Da mesma maneira foram distribuídas sesmarias à colonos alemães, mas assim como aponta Boris Fausto, o projeto não foi bem-sucedido. Os colonos se dispersaram e a mão de obra imigrante nas sesmarias foi substituída pela escrava. (Boris, 1999)

Nesse primeiro momento colonial a imigração e colonização deixou de ter carácter militar e político para assumir predominantemente uma finalidade demográfica.

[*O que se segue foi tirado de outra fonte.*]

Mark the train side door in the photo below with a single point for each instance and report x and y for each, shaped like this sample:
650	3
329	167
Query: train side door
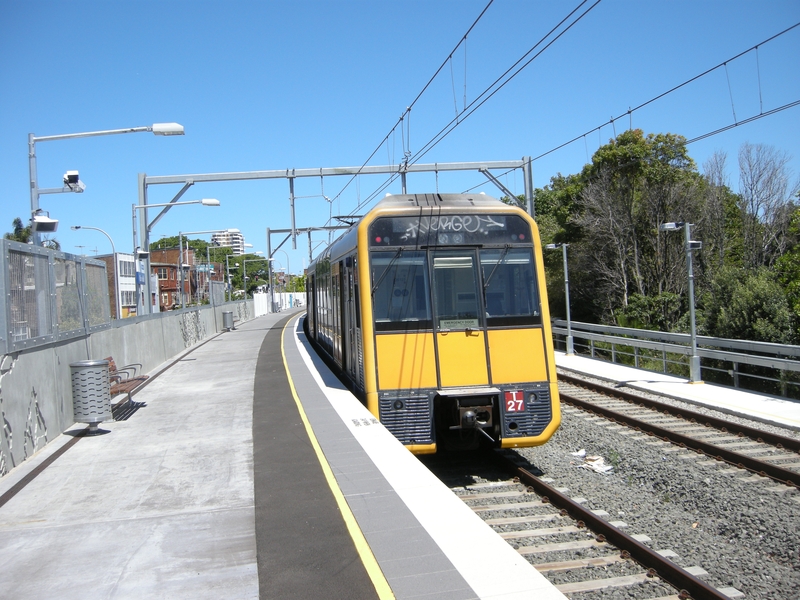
351	333
459	322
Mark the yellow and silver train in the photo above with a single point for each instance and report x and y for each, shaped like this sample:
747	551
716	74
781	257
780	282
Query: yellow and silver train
433	309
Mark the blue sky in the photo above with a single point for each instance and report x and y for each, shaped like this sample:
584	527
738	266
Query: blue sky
265	85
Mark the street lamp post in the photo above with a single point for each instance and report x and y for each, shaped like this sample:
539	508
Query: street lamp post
71	181
570	346
271	286
228	271
244	271
144	253
117	311
695	374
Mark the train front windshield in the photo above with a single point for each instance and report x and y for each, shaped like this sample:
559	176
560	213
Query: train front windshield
502	293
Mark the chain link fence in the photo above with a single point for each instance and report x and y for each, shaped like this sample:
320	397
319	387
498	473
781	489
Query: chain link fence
49	296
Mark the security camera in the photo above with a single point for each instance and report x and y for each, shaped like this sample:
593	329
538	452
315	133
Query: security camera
44	224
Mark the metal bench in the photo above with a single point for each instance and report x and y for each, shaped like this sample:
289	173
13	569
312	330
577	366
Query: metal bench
124	380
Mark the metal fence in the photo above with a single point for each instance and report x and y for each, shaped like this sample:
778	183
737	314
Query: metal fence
756	366
49	296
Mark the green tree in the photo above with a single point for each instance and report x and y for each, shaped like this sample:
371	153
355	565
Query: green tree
634	183
748	305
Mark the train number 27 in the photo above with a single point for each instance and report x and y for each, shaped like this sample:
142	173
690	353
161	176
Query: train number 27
515	401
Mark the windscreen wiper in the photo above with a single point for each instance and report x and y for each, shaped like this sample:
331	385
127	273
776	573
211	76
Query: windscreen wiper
386	270
497	264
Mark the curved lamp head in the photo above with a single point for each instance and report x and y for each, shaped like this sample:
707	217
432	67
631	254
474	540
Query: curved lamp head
167	129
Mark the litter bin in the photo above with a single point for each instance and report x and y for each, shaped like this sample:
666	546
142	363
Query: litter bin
91	392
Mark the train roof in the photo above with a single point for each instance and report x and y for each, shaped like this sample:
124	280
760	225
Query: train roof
438	200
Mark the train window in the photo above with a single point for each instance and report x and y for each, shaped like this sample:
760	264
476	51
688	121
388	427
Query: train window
455	287
400	297
509	283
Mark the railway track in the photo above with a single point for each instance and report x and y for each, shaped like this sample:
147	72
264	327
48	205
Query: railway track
743	446
581	552
586	553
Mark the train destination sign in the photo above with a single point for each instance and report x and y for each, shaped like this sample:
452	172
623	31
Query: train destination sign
471	229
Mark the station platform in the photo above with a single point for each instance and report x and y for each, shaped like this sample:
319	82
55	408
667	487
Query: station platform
764	408
232	479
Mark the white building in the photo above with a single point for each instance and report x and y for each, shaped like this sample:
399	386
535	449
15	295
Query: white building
232	238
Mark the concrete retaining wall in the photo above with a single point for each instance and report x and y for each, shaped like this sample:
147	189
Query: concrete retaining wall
36	385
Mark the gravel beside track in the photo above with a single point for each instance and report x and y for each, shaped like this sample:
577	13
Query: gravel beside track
743	529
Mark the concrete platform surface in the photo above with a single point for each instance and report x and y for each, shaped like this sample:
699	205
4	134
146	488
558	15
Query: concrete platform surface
160	506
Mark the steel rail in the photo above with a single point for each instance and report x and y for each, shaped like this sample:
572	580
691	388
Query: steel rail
689	585
718	452
780	441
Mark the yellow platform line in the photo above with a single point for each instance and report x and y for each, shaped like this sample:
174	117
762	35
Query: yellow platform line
362	547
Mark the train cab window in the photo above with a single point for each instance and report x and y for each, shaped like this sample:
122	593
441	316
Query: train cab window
400	296
455	290
509	283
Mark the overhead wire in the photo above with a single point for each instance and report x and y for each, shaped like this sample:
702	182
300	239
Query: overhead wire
484	96
419	95
673	89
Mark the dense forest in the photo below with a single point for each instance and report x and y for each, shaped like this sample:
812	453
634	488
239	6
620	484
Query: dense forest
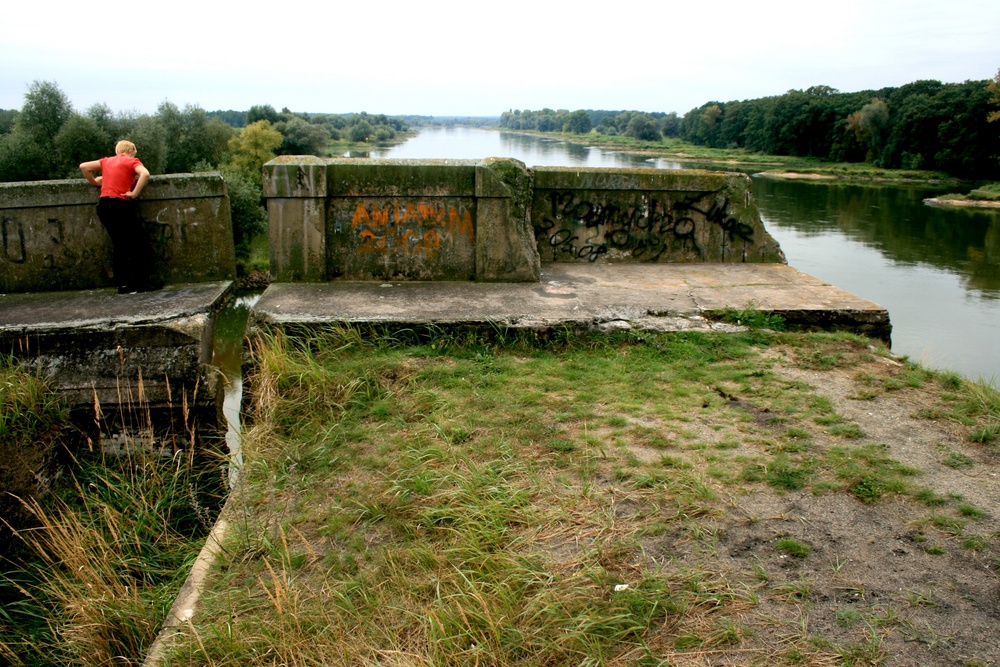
922	125
47	138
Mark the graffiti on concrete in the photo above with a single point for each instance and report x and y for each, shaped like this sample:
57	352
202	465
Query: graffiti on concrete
48	245
409	228
585	225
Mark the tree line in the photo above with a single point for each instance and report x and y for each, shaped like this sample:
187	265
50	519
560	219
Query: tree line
921	125
48	139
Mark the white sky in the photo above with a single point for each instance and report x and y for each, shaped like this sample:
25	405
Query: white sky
451	57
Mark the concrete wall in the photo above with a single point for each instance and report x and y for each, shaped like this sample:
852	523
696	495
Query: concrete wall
647	215
495	220
51	239
360	219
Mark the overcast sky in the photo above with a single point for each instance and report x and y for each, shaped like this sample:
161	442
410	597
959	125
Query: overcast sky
450	57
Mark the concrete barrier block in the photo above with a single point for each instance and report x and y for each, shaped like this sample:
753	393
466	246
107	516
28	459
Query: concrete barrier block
51	239
647	215
297	239
295	176
505	250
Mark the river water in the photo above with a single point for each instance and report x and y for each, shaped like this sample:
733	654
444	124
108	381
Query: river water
937	270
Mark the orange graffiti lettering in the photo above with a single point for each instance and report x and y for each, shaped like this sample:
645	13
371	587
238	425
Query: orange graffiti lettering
360	217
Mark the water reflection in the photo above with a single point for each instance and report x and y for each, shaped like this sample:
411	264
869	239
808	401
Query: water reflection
896	222
227	356
937	270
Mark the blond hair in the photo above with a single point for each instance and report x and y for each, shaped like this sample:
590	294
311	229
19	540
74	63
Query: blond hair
124	146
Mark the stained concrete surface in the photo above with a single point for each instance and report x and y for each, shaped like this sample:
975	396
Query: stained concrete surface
96	344
652	296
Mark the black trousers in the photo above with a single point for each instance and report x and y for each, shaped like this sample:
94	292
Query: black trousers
132	257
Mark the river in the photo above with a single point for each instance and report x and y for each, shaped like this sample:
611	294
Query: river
937	270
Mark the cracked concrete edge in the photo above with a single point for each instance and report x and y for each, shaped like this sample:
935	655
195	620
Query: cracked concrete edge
186	603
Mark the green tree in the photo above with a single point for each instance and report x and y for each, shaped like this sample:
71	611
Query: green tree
254	145
869	126
263	112
22	158
150	139
80	139
644	127
192	137
7	119
45	109
993	87
248	215
302	138
578	122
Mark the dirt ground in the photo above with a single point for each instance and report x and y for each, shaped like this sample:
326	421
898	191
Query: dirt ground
906	582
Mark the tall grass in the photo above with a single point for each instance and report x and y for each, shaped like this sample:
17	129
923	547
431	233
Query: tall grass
100	559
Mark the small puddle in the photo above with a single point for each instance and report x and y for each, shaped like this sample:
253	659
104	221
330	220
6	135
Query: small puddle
230	328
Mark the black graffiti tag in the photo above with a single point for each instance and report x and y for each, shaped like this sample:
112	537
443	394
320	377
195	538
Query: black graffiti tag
13	251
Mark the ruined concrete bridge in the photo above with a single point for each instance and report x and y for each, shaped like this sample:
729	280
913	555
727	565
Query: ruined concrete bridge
443	243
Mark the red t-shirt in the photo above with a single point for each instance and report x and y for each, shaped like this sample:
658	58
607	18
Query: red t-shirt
118	175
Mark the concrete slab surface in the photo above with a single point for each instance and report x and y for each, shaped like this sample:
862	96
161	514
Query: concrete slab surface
652	296
37	312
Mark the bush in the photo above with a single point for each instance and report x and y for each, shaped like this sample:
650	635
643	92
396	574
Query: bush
249	217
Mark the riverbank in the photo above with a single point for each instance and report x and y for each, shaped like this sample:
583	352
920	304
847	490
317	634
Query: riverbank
754	497
774	166
750	496
985	196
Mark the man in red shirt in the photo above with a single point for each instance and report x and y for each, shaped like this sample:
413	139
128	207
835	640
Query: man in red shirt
122	179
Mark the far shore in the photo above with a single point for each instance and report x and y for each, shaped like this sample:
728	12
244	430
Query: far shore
965	203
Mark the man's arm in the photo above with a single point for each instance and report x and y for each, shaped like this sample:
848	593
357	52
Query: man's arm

A transferência da capital do império para o Brasil, de forma conjunta com a família real e corte portuguesa, modificam a realidade da colônia para não mais apenas servir como local provedor de matéria prima, mas também, como local de criação de uma nova “sociedade”.

Esses e outros textos legislativos, apontam que de meados do século XVIII ao início do século XIX, as políticas públicas destinadas à imigração europeia, por parte de Portugal, tiveram como vertentes: a ocupação, proteção e produção de terras despovoadas e estratégicas do ponto de vista geopolítico, abasteceria cidades e latifúndios escravistas mais próximos, criaria uma nova classe social intermediária e agrária entre os escravos e os latifundiários, supervisionaria terras de fronteiras de invasores e contra possíveis ataques indígenas e ainda favoreceria o branqueamento da população em busca de uma melhora racial.

Dessa maneira, é possível perceber que o incentivo a entrada de estrangeiros estava presente desde o período regencial de Dom João VI, que a principio almejava valorizar a nova capital do império a partir da mão de obra branca europeia destinada aos novos núcleos coloniais. (LAZZARI, 1975, p.31)Tal interesse e necessidade demonstrado pelas diferentes administrações levou aos governos facilitarem o acesso à nacionalidade e cidadania ao longo dos anos, como foi o caso da primeira constituição brasileira que possibilitava a aquisição da nacionalidade aos portugueses residentes que não se opusessem ao regime político vigente.